Memorial of the Queenship of the Blessed Virgin Mary

MT 23:1-12

Then Jesus said to the crowds and to his disciples, “The scribes and the Pharisees sit on Moses’ seat; therefore, do whatever they teach you and follow it; but do not do as they do, for they do not practice what they teach. They tie up heavy burdens, hard to bear, and lay them on the shoulders of others; but they themselves are unwilling to lift a finger to move them. They do all their deeds to be seen by others; for they make their phylacteries broad and their fringes long.

They love to have the place of honor at banquets and the best seats in the synagogues, and to be greeted with respect in the marketplaces, and to have people call them rabbi. But you are not to be called rabbi, for you have one teacher, and you are all students. And call no one your father on earth, for you have one Father—the one in heaven. Nor are you to be called instructors, for you have one instructor, the Messiah. The greatest among you will be your servant. All who exalt themselves will be humbled, and all who humble themselves will be exalted.

New Revised Standard Version, copyright 1989, by the National Council of the Churches of Christ in the United States of America. Used by permission. All rights reserved. USCCB approved.http://www.usccb.org/bible/approved-translation

Mary, Mother and Queen

In all the events of Mary’s life, she is always associated with Jesus. Further, today’s feast of Mary’s queenship has strong Scriptural roots, precisely because Mary’s title as queen is her sharing in Jesus’ kingship. At the Annunciation, the angel Gabriel announced that Mary’s Son would receive the throne of David and rule forever. And at the Visitation, Elizabeth calls Mary the “mother of my Lord.”

In the fourth century St. Ephrem called Mary “Lady” and “Queen.” Church fathers continued to use the title. Church hymns of the early centuries address Mary as queen: “Hail, Holy Queen,” (Salve Regina) and “Queen of Heaven” (Regina Coeli) are two of them.  The Dominican rosary and numerous invocations in the Litany of Loreto celebrate her queenship.

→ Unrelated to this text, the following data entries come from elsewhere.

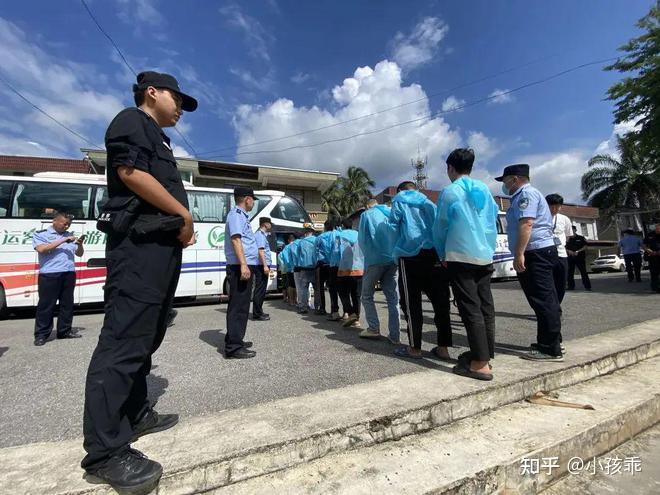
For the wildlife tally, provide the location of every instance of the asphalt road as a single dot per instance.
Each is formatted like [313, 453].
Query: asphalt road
[41, 388]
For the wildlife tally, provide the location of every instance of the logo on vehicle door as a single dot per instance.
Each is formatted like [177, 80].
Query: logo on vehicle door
[217, 236]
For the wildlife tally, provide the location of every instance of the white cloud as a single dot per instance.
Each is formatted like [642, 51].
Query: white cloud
[484, 147]
[300, 77]
[500, 96]
[385, 155]
[452, 104]
[256, 37]
[75, 94]
[558, 172]
[608, 147]
[420, 46]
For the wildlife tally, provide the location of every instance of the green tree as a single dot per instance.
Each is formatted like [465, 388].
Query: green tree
[631, 181]
[348, 193]
[637, 97]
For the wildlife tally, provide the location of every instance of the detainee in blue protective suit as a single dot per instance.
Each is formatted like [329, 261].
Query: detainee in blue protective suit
[412, 218]
[465, 235]
[349, 273]
[306, 259]
[377, 239]
[324, 249]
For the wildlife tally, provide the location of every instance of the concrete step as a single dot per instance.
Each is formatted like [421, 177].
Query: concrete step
[484, 454]
[214, 451]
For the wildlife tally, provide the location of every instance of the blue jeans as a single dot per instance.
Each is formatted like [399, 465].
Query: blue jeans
[305, 278]
[385, 274]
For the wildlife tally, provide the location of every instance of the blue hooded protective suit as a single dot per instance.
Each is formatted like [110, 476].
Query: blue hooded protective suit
[465, 229]
[307, 257]
[376, 236]
[352, 259]
[412, 218]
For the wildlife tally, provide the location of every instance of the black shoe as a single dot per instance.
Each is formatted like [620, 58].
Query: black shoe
[153, 422]
[128, 472]
[241, 354]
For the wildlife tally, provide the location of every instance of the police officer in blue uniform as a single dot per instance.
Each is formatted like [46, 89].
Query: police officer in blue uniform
[242, 255]
[57, 277]
[143, 259]
[262, 274]
[531, 240]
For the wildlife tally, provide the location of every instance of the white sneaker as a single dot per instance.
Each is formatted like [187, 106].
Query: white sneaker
[370, 333]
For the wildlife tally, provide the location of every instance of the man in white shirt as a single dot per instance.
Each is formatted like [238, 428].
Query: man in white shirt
[562, 230]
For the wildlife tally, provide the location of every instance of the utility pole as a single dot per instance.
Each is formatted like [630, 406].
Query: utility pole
[420, 170]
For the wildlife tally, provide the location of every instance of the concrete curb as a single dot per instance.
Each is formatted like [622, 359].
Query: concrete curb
[297, 430]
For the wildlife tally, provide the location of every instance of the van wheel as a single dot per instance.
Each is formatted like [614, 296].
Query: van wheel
[3, 303]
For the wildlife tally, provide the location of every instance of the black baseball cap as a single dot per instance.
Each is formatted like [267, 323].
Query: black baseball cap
[242, 191]
[521, 169]
[164, 81]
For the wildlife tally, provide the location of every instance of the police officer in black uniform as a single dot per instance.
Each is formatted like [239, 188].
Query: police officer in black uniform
[143, 271]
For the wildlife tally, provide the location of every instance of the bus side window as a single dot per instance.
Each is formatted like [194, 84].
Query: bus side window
[5, 197]
[42, 199]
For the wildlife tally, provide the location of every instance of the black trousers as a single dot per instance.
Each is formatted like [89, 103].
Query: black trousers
[424, 273]
[54, 287]
[560, 274]
[654, 272]
[350, 289]
[238, 307]
[333, 289]
[471, 288]
[260, 285]
[538, 283]
[323, 278]
[633, 266]
[139, 289]
[579, 262]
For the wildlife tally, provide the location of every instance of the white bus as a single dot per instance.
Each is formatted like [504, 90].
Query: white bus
[27, 204]
[502, 259]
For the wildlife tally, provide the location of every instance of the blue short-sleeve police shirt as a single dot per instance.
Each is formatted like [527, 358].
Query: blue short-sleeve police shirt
[528, 202]
[238, 223]
[60, 259]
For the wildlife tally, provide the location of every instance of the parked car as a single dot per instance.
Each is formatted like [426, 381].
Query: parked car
[609, 263]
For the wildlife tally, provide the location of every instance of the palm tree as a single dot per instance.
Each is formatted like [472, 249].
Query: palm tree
[632, 181]
[348, 193]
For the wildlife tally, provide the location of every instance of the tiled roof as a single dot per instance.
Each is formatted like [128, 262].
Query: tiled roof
[34, 164]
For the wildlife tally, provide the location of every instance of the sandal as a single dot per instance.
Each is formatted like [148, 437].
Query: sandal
[447, 359]
[403, 351]
[461, 370]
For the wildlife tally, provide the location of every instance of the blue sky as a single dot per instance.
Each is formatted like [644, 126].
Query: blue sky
[267, 69]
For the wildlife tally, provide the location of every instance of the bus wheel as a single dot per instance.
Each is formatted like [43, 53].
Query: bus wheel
[3, 303]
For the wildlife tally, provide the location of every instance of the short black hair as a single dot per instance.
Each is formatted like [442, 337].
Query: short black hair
[462, 160]
[405, 184]
[554, 199]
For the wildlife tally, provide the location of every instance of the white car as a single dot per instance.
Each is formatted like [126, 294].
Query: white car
[608, 263]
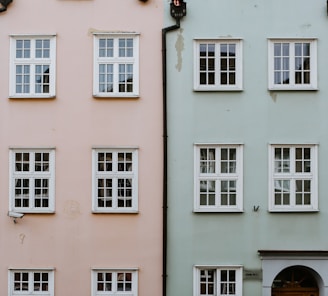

Who among us doesn’t rely on special friends to make our way through life. Today’s feast offers the opportunity to reflect and celebrate Mary as a mentor, a special friend, the mother of Jesus.  The hymn below celebrates the special role plays within my personal life and within our family.

—Jesuit Prayer Team

Prayer

Hail, holy Queen, mother of mercies, our life, our sweetness, and our hope;
To you do we cry, poor banished children of Eve.
To you do send up our sighs, mourning and weeping in this valley of tears.
Turn then, most gracious Advocate, your eyes of mercy towards us,
and after this exile show us the blessed fruit of your womb, Jesus.
O clement,O loving, O sweet Virgin Mary.